Tiger Woods is still golf’s biggest beast in terms of his impact on the sport, despite having a critically broken right foot, a problematic back, and numerous prior operations. Tiger is also the joint leader with 82 victories on the American circuit.
“I know he’s going to keep doing everything he can to continue try to win more tournaments,” Rahm said last week. “maybe achieve that 83rd victory. Hopefully, he clearly thought of a major.
“It is therefore a great honor for all of us. Tiger’s presence on the golf course enhances the competition whenever he is there. Therefore, I’m hoping that he can perform properly and in comfort.”
Let’s be practical, though.
Woods’ kids are significantly too powerful, thus he will not be able to compete in the modern period.
The Los Angeles event this week has a $20 million average prize pool, making it one of the higher-level competitions. They were brought in to combat the lucrative threat posed by LIV Golf and are a notion that Woods and McIlroy arranged last year.
The current fourth-ranked player in the world and Open champion Cameron Smith is arguably the only recruit from the Saudi Arabian-funded circuit who can consistently compete with the top three.

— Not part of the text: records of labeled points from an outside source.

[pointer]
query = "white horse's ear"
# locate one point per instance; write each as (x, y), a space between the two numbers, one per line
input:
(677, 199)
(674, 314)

It is a shame he won’t be involved as the 2023 season gets going. The Players Championship at Sawgrass, the marquee event of the PGA Tour, will also be missed by him next month.
What level of skill does the Australian possess now that he is playing 54-hole shotgun starts? There is no way to know.
Although he placed tied 47th at the Australian Open, he won the Australian PGA during the LIV off-season. At the most recent Asian Tour Saudi International, he failed to make the cut.
What an intriguing prospect it is that Smith will be a part of the tale at the Masters in April. But LIV appears to be far softer fare as compared to the heavyweight caliber now being offered on the PGA Tour.
Already, things are starting to take shape. If that keeps up, it’s a safe bet that players like Scheffler, McIlroy, and Rahm will be better able to bring Augusta National’s first major of the year that vital competitive fire.